Analysts from CIMB Securities and MBSB Research highlighted that partnerships, including the second tie-up with Japan’s Mitsui Fudosan for RM1.3 billion of high-end landed homes at Setia Ecohill and the ongoing development of Setia Alaman Industrial Park, would generate recurring revenue and strengthen earnings visibility from FY26 onwards.
Margins showed improvement despite weaker topline, with 3QFY25 gross profit margin rising to 37.2% from 31.0% in the same quarter last year, reflecting a lower-margin overseas project base in 2024. Share of joint venture losses narrowed significantly to RM80.3 million from RM161.6 million in 9M24.
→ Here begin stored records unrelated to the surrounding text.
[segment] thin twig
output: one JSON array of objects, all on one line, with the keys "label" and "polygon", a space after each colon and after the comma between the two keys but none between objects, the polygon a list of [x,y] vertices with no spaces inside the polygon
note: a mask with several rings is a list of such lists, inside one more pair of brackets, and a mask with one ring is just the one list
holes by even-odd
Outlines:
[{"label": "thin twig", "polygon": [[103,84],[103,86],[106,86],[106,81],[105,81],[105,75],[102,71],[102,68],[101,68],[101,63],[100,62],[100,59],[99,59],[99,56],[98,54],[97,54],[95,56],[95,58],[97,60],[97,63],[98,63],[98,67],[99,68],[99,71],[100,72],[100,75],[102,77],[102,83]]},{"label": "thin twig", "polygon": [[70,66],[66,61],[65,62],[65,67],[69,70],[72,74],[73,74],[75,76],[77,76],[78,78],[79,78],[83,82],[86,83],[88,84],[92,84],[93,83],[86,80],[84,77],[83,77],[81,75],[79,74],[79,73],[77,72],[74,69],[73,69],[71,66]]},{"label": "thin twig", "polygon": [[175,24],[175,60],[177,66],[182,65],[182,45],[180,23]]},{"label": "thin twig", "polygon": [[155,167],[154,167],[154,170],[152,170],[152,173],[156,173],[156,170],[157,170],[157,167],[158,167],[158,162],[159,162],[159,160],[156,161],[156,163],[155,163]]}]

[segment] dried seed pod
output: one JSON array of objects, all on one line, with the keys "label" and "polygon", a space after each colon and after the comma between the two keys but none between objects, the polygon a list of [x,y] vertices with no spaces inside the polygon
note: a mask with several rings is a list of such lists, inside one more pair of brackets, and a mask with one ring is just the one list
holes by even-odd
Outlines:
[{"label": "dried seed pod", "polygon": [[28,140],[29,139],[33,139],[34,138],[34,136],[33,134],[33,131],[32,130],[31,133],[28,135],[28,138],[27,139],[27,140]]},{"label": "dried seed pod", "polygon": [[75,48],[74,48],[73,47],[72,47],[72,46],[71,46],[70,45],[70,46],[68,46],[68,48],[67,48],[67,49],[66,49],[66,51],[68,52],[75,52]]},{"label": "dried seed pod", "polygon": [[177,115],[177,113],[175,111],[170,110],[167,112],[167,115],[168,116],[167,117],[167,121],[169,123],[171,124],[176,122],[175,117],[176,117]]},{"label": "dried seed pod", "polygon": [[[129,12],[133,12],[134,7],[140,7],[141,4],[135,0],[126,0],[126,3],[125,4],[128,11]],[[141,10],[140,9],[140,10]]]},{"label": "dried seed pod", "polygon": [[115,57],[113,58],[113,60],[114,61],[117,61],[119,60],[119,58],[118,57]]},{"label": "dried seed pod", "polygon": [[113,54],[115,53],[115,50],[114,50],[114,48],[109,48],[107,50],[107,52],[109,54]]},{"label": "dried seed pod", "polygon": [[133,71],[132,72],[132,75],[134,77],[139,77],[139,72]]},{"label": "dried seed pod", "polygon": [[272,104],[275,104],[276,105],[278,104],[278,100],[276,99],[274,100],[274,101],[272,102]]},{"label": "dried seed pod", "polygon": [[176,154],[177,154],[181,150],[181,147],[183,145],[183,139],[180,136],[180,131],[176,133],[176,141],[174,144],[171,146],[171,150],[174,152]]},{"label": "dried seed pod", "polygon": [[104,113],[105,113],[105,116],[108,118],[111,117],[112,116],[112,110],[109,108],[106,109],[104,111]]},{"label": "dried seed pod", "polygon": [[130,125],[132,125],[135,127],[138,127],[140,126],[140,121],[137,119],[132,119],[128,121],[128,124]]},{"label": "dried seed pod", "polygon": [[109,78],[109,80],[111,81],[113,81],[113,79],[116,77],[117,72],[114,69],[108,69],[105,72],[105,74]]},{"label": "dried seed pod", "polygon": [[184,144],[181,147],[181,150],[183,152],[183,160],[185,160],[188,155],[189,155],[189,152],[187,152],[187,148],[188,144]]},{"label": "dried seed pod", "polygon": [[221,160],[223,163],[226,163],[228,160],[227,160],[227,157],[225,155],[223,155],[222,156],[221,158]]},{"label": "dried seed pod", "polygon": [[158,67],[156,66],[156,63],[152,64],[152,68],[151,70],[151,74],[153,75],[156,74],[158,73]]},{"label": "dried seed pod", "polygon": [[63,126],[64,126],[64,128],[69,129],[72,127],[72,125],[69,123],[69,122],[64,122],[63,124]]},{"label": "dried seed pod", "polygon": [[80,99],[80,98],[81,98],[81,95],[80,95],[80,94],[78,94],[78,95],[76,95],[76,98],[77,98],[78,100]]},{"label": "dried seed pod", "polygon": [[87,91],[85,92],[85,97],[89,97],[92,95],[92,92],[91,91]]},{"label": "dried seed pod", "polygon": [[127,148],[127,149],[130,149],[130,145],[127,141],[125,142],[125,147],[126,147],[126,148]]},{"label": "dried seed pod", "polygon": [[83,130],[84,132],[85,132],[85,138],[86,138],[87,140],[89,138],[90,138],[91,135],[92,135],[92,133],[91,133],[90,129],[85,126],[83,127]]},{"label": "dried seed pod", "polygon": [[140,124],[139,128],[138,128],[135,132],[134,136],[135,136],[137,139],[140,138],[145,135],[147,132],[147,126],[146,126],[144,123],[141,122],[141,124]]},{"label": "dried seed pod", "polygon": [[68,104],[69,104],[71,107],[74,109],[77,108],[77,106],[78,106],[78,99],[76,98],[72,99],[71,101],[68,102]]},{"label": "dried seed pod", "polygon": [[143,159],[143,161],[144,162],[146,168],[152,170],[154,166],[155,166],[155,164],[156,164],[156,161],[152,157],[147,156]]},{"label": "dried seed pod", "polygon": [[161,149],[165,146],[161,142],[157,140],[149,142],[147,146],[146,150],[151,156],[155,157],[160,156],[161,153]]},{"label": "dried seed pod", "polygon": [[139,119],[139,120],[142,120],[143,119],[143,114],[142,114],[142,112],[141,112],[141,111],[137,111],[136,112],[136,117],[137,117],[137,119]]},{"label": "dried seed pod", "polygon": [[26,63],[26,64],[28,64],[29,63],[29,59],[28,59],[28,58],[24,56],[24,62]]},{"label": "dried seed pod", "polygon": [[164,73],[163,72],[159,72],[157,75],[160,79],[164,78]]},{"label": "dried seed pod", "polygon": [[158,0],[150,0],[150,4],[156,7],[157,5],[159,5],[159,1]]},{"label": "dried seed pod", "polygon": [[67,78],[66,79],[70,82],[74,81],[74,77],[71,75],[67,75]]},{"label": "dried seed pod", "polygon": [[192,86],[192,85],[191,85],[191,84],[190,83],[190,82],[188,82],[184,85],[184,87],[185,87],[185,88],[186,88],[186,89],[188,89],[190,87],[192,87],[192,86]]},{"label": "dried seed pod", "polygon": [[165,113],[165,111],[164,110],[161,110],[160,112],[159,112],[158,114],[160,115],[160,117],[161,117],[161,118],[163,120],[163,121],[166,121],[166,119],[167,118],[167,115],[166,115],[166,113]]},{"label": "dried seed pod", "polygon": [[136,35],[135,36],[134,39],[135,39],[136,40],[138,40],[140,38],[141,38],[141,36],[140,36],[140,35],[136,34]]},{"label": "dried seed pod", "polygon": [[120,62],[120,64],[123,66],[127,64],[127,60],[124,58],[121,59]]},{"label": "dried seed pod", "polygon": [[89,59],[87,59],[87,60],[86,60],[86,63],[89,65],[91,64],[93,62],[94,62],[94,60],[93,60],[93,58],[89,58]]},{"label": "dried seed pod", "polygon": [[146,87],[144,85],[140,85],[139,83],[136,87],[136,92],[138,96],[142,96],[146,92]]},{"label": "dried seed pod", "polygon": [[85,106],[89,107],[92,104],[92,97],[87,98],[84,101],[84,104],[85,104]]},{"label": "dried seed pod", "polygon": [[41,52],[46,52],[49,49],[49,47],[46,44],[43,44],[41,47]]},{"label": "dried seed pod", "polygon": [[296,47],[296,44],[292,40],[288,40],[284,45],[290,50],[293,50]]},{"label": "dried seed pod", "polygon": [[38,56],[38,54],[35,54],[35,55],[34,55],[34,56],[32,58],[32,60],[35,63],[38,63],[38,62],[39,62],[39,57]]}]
HLIB noted that ongoing land-sale recognitions, including from Alam Damai, Bandar Setia Alam, and PG Resort, as well as partial contribution from the RM650 million Setia Alaman industrial land sale, would support near-term earnings.
S P Setia’s balance sheet continued to strengthen, with net gearing adjusted for RCPS reclassification falling to 46.3% in 3QFY25 from a peak of 91% in 3QFY22. Analysts expect the planned REIT listing by FY26 to further enhance financial flexibility.
Valuation remains undemanding, with the stock trading at a 65–77% discount to RNAV, providing a compelling case for investors seeking exposure to Malaysia’s property sector.